Later, George encouraged my country music career, and I always loved to hear what he thought about a song before I played it for anyone else. His heart was always in the right place. You only need to look to the late blooming relationship between Presidents Bush and Clinton working together … cooperation is the only way to accomplish anything at home, in politics, or out in the world.
It took Democrats and Republicans coming together to make the Astrodome happen.
Milestone 5: Lessons in Love and Dating
Being Hofheinz meant being the daughter of a judge, but Dene recalls that Roy Hofheinz usually did not lay down the law with her potential suitors all too harshly. He was more the diplomat, while her mother set the laws, and it was her father’s role to implement them. Most rules were designed to keep Dene in step with Christian biblical values.
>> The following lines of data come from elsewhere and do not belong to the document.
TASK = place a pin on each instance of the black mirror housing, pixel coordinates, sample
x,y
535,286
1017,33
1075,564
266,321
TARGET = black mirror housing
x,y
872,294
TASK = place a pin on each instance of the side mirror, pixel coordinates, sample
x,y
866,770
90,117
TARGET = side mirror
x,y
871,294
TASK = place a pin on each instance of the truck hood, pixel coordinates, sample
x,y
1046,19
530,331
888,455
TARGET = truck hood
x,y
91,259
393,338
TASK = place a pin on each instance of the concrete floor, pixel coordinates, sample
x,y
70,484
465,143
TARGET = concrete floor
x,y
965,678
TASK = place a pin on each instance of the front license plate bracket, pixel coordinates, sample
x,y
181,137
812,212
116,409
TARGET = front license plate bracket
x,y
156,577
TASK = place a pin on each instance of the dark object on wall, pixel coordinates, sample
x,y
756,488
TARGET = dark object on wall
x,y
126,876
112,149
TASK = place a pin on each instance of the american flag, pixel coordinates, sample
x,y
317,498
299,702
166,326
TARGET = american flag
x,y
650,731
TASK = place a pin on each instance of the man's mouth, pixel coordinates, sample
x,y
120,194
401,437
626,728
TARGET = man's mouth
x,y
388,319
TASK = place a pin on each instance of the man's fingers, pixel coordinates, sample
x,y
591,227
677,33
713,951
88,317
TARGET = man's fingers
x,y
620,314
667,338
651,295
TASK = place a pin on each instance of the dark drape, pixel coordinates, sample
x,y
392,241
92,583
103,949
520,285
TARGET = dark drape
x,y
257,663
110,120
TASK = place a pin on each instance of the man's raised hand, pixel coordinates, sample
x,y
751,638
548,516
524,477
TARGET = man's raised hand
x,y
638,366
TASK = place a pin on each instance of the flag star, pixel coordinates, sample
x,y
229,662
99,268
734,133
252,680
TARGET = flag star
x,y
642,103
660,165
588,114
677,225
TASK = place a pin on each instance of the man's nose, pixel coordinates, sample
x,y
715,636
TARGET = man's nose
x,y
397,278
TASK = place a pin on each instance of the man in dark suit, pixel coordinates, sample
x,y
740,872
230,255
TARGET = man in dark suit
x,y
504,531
Of course, every once in and blue moon, the implementation of the rules was not so diplomatic. Dene fondly remembers coming home one night, and spending an hour in the driveway talking with her beau outside the family home, before noticing the front porch light blinking. “Daddy kept blinking them on and off for minutes until I came in. Curfew was at 10 p.m.”
Decades later, after her divorce and the death of her mother, Dene remembers flying into Dallas for a concert late one night and running into her father at the stadium. Roy asked what she was doing there, and then asked, “What would your mother say?”
Dene felt that said it all. “She was already in heaven, but I guess she was still the boss.”